Pre- and post-transplant care, especially for liver transplants, now will be offered in Oceanside with transplants available through Mount Sinai in Manhattan, long a leader in transplant medicine, Klein said.

Richard J. Murphy, South Nassau’s president and chief executive, said the affiliation provides “a unique, once-in-a-generation opportunity” that he predicts will expand the delivery of many advanced health care services for all Long Islanders. He pointed to increased access to clinical trials, enhanced cancer treatment services and state-of-the-art cardiac surgery.

“We will be their flagship hospital on Long Island,” Murphy said during an interview before Tuesday’s vote.

He added that the affiliation will also expand medical education opportunities for doctors-in-training, with the opening of an internal medicine residency program on South Nassau’s campus.
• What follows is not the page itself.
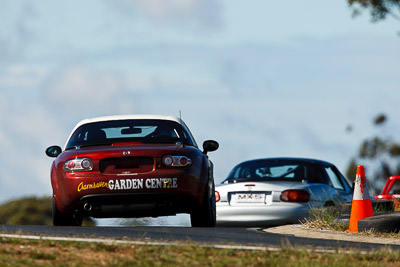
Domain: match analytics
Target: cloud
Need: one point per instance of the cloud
(182, 13)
Internal medicine is considered a key residency training program in teaching hospitals. Currently, South Nassau offers residencies in family medicine, general surgery, podiatry, and obstetrics and gynecology.

Another bonus the affiliation brings is Mount Sinai’s close relationship with the Children’s Hospital of Philadelphia, where advanced care for rare and complex disorders has long aided the pediatric population. Sick children treated at South Nassau will now have access to care at the Philadelphia hospital, often called CHOP.

“We are thrilled about what this means for patients and families on Long Island, and look forward to working closely with our Long Island partners to continue advancing care in the region,” Kenneth L. Davis, Mount Sinai Health System’s CEO, said in a statement Tuesday.